Question

The oxide of a metal (R) can be reduced by the metal (P) and metal (R) can reduce the oxide of metal (Q). Then the decreasing order of the reactivity of metal (P), (Q) and (R) with oxygen is:
A. $P$$ >$$ Q$$ > $$R$
B. $P $$>$$ R$$ > $$Q$
C. $R $$> $$P$$ > $$Q$
D. $Q$$ >$$ P $$> $$R$

Answer 1

Hint: The element which can reduce the oxides of the other element must be more reactive than the other element. Hence, the element which is more reactive will replace the other element.

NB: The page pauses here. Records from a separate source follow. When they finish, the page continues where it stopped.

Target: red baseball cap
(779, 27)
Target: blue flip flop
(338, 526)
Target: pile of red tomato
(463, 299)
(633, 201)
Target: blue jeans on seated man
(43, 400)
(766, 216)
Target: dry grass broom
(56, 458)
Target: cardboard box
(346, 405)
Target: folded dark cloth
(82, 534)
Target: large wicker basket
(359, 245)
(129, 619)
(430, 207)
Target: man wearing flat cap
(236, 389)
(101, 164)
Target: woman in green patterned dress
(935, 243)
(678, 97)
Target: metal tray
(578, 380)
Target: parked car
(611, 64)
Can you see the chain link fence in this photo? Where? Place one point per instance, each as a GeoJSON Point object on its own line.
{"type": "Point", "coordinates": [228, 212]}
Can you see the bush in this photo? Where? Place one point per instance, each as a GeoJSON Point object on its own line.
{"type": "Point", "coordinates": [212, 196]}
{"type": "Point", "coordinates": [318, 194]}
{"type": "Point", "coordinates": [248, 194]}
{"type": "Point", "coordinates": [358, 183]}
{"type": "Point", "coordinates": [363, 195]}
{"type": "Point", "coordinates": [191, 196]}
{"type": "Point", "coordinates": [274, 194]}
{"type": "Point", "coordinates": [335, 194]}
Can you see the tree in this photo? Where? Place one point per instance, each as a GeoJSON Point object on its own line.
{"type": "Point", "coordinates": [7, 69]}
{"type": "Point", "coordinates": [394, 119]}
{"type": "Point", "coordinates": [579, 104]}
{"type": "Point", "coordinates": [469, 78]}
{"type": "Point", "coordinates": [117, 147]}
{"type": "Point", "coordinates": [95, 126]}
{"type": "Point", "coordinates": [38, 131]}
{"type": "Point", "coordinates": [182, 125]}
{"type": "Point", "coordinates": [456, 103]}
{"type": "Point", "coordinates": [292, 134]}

Complete step by step solution:
If you look at first statement then it says that, oxide of metal R can be reduced by metal P therefore,$RO+P\to PO+R$.........................(1)
Since, this equation is happening or spontaneous, which means its $\Delta {{G}_{1}}<0$
If we take other equations such as:
$P+O\to PO$......................(2)
$RO\to R+O$.......................(3)
$R+O\to RO$.......................(4)
Then according to the equation above, if we would add the equation 2 and 3 then we would get equation 1,
$\Rightarrow \Delta {{G}_{2}}+\Delta {{G}_{3}}<0$
But, if you look closely then you will notice that equation 4 Is just the opposite of equation 3 therefore, we can replace it,
$\Rightarrow \Delta {{G}_{2}}-\Delta {{G}_{4}}<0$ $(\Delta {{G}_{3}}=-\Delta {{G}_{4}})$
$\Rightarrow \Delta {{G}_{2}}<\Delta {{G}_{4}}$
The above conclusion shows that reaction 2 is much more stable than 4, hence, PO will be formed more which means that P is reactive than R. We can do the same with the other statement where the product will be RO which will conclude that R is much more reactive than Q .

Therefore, the answer of this question is B. $P$$ >$$ R$$ >$$ Q$.

Note: You can also understand this question with the help of reactivity series of a metal where the metals who are at higher place can only displace the other metal. In this question when P reduces the oxide, it means it must be at a higher place in reactivity series than R and Q.